The 3 of us on the bus on our way to Disneyworld
Jon & I began to do yard work for Mike in the spring & summer of 2010. It used to drive Jon crazy because although Mike couldn't get on his hands and knees to work like he used to he would still dictate what needed weeding, where to plant the lilies, where to seed the poppies, etc. Mike referred to himself as a "Master Gardener" and told us how he was preparing us to be like him. We were his apprentices in his own little patch of Heaven. I never knew someone who took more pride in their yard. While we have continued doing the yard work, preparing it for winter, and intend to continue working this coming spring, it will never be the same without him to oversee us. The garden will become just as beautiful, but we have lost the Master Gardener's vision and guidance.
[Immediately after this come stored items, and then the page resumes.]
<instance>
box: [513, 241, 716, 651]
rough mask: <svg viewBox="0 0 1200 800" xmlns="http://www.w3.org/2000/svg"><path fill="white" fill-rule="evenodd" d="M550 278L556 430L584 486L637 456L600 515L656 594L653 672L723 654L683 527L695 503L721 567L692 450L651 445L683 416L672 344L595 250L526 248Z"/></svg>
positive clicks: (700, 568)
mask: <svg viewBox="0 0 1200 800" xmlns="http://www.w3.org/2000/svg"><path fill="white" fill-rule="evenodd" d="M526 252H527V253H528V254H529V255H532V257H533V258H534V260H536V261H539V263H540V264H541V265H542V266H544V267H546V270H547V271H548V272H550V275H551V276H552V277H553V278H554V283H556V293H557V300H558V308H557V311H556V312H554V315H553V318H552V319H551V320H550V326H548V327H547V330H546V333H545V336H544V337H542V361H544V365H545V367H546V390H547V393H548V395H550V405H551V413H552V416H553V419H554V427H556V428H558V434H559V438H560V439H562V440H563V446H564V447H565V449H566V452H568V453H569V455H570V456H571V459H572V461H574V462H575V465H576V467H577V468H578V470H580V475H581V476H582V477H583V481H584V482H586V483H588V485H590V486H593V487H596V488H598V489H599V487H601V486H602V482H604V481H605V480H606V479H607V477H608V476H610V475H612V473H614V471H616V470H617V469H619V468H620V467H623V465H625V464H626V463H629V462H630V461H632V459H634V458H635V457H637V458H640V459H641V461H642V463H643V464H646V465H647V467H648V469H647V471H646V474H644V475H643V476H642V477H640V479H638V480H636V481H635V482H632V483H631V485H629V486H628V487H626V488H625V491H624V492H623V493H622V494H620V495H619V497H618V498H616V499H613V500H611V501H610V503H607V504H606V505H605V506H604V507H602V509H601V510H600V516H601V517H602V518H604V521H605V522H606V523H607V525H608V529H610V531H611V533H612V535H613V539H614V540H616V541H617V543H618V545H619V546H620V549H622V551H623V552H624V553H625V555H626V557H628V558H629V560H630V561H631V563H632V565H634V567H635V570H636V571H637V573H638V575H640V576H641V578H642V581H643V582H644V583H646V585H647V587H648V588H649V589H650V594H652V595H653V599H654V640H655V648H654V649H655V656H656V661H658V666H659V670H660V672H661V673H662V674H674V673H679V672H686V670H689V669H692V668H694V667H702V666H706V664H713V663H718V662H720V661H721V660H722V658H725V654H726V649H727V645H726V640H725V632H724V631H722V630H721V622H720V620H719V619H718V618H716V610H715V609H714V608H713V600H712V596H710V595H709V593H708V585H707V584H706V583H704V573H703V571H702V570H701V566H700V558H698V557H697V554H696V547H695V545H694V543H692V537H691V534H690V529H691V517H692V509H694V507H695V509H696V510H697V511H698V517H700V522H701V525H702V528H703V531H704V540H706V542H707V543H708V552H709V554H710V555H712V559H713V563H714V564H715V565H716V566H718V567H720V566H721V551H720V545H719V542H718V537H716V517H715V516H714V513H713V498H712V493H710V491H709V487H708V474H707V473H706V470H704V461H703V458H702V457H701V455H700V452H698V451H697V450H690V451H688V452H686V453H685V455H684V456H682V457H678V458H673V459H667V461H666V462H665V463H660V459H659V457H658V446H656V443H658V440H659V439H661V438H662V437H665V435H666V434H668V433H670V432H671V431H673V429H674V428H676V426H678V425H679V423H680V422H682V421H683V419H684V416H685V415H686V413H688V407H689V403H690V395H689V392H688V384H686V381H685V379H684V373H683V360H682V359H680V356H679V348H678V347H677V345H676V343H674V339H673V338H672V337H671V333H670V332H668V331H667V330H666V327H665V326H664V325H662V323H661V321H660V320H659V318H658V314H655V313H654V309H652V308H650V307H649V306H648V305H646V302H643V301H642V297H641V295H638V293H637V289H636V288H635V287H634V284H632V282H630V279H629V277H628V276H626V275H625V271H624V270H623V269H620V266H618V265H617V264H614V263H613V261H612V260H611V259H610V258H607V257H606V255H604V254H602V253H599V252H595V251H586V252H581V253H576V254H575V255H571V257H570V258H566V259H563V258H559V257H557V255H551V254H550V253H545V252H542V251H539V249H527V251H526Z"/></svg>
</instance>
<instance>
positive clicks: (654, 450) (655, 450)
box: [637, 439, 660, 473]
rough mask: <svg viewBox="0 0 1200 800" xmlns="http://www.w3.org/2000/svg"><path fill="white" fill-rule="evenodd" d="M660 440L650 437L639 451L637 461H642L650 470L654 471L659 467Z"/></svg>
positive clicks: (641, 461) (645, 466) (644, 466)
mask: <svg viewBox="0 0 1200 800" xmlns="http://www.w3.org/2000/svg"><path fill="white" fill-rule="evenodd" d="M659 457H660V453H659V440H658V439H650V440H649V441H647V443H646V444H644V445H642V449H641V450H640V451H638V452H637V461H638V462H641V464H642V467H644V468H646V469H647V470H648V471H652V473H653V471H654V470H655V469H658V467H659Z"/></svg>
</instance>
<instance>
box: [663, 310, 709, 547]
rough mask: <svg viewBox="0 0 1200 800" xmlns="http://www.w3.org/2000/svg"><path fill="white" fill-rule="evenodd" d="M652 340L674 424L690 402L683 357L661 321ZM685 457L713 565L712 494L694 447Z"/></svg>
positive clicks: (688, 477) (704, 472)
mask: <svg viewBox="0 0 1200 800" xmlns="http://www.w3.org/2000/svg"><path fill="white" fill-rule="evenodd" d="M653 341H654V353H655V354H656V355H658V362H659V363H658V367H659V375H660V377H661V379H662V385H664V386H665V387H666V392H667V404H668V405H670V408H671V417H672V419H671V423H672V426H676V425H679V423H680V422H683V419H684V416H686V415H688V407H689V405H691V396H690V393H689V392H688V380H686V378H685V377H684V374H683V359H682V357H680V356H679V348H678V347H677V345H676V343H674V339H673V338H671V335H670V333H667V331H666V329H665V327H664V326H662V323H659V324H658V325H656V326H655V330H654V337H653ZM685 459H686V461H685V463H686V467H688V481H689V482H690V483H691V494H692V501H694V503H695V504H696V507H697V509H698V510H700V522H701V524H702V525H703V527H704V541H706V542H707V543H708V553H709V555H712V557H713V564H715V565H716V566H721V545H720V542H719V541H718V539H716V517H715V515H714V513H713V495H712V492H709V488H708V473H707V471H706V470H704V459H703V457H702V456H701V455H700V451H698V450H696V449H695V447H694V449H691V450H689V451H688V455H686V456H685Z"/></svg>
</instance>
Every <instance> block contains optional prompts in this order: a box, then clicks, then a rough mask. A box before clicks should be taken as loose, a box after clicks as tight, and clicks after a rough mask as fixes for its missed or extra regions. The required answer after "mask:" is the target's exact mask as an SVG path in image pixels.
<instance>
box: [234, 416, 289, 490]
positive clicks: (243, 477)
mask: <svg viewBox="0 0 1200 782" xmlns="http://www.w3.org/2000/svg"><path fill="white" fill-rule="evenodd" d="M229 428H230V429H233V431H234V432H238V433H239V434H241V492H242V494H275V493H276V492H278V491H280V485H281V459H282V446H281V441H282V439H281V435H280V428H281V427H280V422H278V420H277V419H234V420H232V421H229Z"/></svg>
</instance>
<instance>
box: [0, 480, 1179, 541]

A perfect example of Mike working in the yard with us
I wasn't sure how to adequately write this post. No words can truly express what an amazing man Michael Rodriguez was, or how our lives have changed forever with his passing, but I know that I am grateful to have known him. I know that I will see him again, I know that we are connected as an eternal family. Someone told me that they thought he was probably up in Heaven, playing with his grandchildren that have yet to come to earth. I don't know if that's true, but its comforting to think that my children may already know their grandfather, although they may never know him on this earth. We love you Mike.